Bowel Obstruction Clinical Trial

— IMPROVE-Open  

Official title:

A Pain Relief Trial Utilizing the Infiltration of a Multivesicular Liposome Formulation Of Bupivacaine, EXPAREL®: A Phase 4 Health Economic Trial in Adult Patients Undergoing Open Colectomy

Clinical Trial Details — Status: Completed

Administrative data

• NCT number: NCT01507246
• Other study ID #: MA402S23B303
• Status: Completed
• Phase: Phase 4
• First received: October 23, 2011
• Last updated: May 6, 2013
• Start date: December 2011
• Est. completion date: August 2012

Study information

• Verified date: May 2013
• Source: Pacira Pharmaceuticals, Inc
• Contact: n/a
• Is FDA regulated: No
• Health authority: United States: Food and Drug Administration
• Study type: Interventional

Clinical Trial Summary

This study is designed to compare the standard of care against EXPAREL(R) to determine if total opioid consumption is reduced when using EXPAREL, therefore possibly reducing total hospitalization costs.

Description:

This is a phase 4, prospective, sequential, open-label study designed to evaluate the efficacy, safety, and health economic benefits of intraoperative local wound infiltration with EXPAREL compared with postsurgical administration of standardized intravenous (IV) morphine sulfate or sponsor-approved equivalent for postsurgical analgesia in adult patients undergoing open colectomy with general anesthesia.

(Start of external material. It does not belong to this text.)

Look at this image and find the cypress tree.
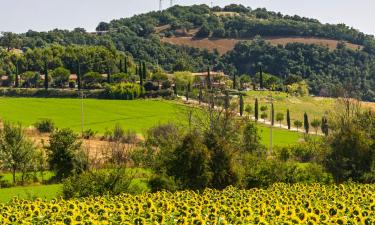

Recruitment information / eligibility

• Status: Completed
• Enrollment: 42
• Est. completion date: August 2012
• Est. primary completion date: July 2012
• Accepts healthy volunteers: No
• Gender: Both
• Age group: 18 Years and older

Eligibility

Inclusion Criteria:

• Male or female, 18 years of age and older.

• Patients scheduled to undergo open segmental colectomy with planned primary anastamosis, as defined by cecectomy, right hemicolectomy, resection of transverse colon, left hemicolectomy, or sigmoidectomy.

• Ability to provide informed consent, adhere to study visit schedule, and complete all assessments.

Exclusion Criteria:

• Patients with a history of hypersensitivity or idiosyncratic reactions or intolerance to any local anesthetic, opioid, or propofol.

• Patients who abuse alcohol or other drug substance.

• Patients with severe hepatic impairment.

• Patients currently pregnant or who may become pregnant during the course of the study.

• Patients with any psychiatric, psychological, or other condition that the Investigator feels may make the patient an inappropriate candidate for this clinical study.

• Patients who have participated in an EXPAREL study within the last 30 days.

• Patients who have received an investigational drug within 30 days prior to study drug administration, or planned administration of another investigational product or procedure during the patient's participation in this study.

• Patients who undergo any concurrent surgical procedure during the ileostomy reversal surgery

In addition, the patient will be ineligible if he/she meets the following criteria during surgery:

• Patients who have any concurrent surgical procedure.

• Patients with unplanned multiple segmental resections or large intestine.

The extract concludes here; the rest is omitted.